La meilleure façon de déterminer si votre disque dur a besoin d’être remplacé est par des inspections quotidiennes. Celles-ci doivent être effectuées avant chaque utilisation.

Ce qu’il faut rechercher lors des inspections quotidiennes :

  • Fissures, bosses ou coupures dans la coquille du chapeau
  • Fissures ou déchirures dans la suspension du chapeau
  • Sangles de suspension coupées ou effilochées
  • Motif crayeux, terne ou craquelé sur la coquille extérieure – Ceci peut être un signe de dommage subi par la chaleur, la lumière du soleil ou l’exposition aux produits chimiques.

Rappelez-vous que la suspension de votre casque de protection est en fait tout aussi importante que l’extérieur (connu sous le nom de coquille). Les casques de protection ont une couche interne qui absorbe les chocs – Sans cela, votre casque de protection peut faire plus de mal à votre tête que de la sauver.

Si votre casque de protection montre des signes de l’un ou l’autre de ces éléments, il doit être remplacé et jeté afin d’éviter toute utilisation ultérieure.

QUAND LES CASQUES DE PROTECTION EXPIRENT-ILS?

La plupart des casques de protection incluent les recommandations de remplacement du fabricant.

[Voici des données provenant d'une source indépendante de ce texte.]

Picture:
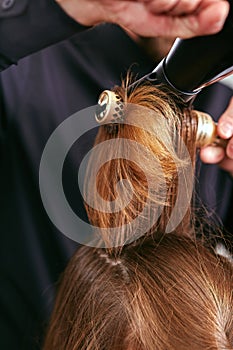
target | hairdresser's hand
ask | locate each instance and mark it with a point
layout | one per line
(183, 18)
(224, 157)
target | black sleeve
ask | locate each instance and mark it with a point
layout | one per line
(27, 26)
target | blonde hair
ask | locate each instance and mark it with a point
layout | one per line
(164, 291)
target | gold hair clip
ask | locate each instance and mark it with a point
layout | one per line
(207, 131)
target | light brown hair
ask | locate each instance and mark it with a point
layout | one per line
(161, 291)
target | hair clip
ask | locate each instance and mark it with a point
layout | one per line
(110, 109)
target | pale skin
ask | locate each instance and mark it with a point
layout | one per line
(150, 18)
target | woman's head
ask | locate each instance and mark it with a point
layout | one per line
(144, 164)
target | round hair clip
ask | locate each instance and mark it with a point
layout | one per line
(110, 108)
(207, 131)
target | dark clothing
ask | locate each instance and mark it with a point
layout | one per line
(36, 96)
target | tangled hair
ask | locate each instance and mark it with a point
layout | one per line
(158, 290)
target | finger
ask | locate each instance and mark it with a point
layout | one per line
(227, 164)
(225, 123)
(208, 20)
(160, 6)
(212, 155)
(176, 8)
(229, 149)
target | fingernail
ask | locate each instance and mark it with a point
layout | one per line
(226, 129)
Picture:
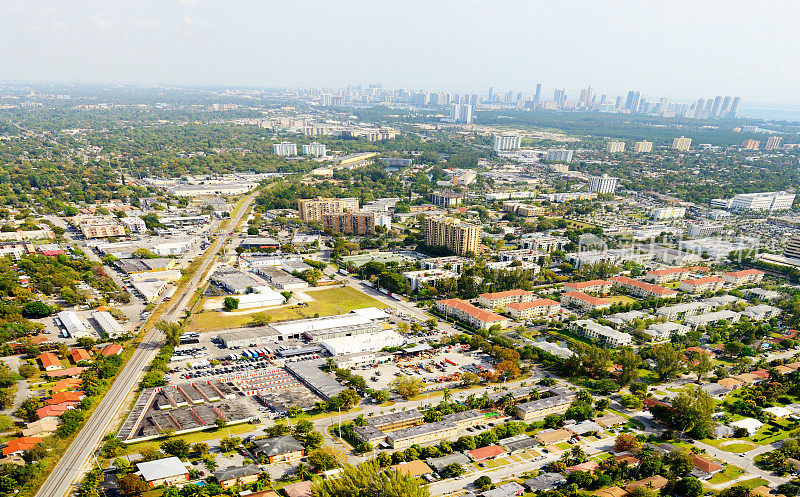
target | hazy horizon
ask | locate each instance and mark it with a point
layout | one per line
(681, 50)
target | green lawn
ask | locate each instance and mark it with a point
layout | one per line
(729, 473)
(327, 302)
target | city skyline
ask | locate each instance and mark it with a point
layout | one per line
(191, 42)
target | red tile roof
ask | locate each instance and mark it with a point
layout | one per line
(744, 272)
(704, 280)
(80, 355)
(507, 293)
(649, 287)
(22, 443)
(49, 359)
(476, 312)
(533, 303)
(580, 285)
(486, 452)
(589, 299)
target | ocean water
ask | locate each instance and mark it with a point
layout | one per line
(771, 112)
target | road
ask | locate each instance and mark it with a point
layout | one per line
(79, 455)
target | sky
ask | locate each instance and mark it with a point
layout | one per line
(675, 48)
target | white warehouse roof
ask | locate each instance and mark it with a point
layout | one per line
(367, 342)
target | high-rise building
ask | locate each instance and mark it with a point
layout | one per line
(792, 250)
(315, 149)
(285, 149)
(461, 113)
(506, 142)
(452, 233)
(446, 199)
(737, 101)
(716, 108)
(751, 144)
(681, 144)
(312, 209)
(558, 155)
(773, 142)
(603, 184)
(357, 223)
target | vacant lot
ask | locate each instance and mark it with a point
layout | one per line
(325, 302)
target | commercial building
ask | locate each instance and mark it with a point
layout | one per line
(558, 403)
(558, 155)
(583, 301)
(313, 209)
(604, 334)
(355, 223)
(641, 289)
(603, 184)
(503, 143)
(751, 144)
(315, 149)
(773, 143)
(72, 323)
(459, 237)
(682, 144)
(593, 286)
(702, 285)
(285, 149)
(792, 249)
(446, 199)
(367, 342)
(533, 308)
(168, 471)
(102, 230)
(468, 313)
(668, 213)
(498, 300)
(108, 324)
(744, 277)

Par exemple, les casques de protection 3M sont fournis avec une suggestion de remplacement de la suspension du casque après 12 mois d’utilisation et de la coque tous les deux à cinq ans d’utilisation.

Assurez-vous de prendre note des recommandations de remplacement de votre casque de protection et de vous assurer de remplacer les pièces nécessaires en temps opportun. Cependant, quelle que soit la durée future de la date de recommandation de remplacement, vous devez continuer à effectuer des inspections avant chaque utilisation, car ces recommandations ne doivent être suivies que si votre casque de sécurité ne montre aucun signe de péremption avant cette date.

Il est très important de se rappeler que si votre casque de protection subit un impact quelconque, jetez-le immédiatement, même s’il n’y a aucun dommage visible. Les impacts peuvent affaiblir les matériaux et même s’il n’y a pas de dommages visibles, il se peut qu’ils ne soient plus en mesure d’offrir le même niveau de protection.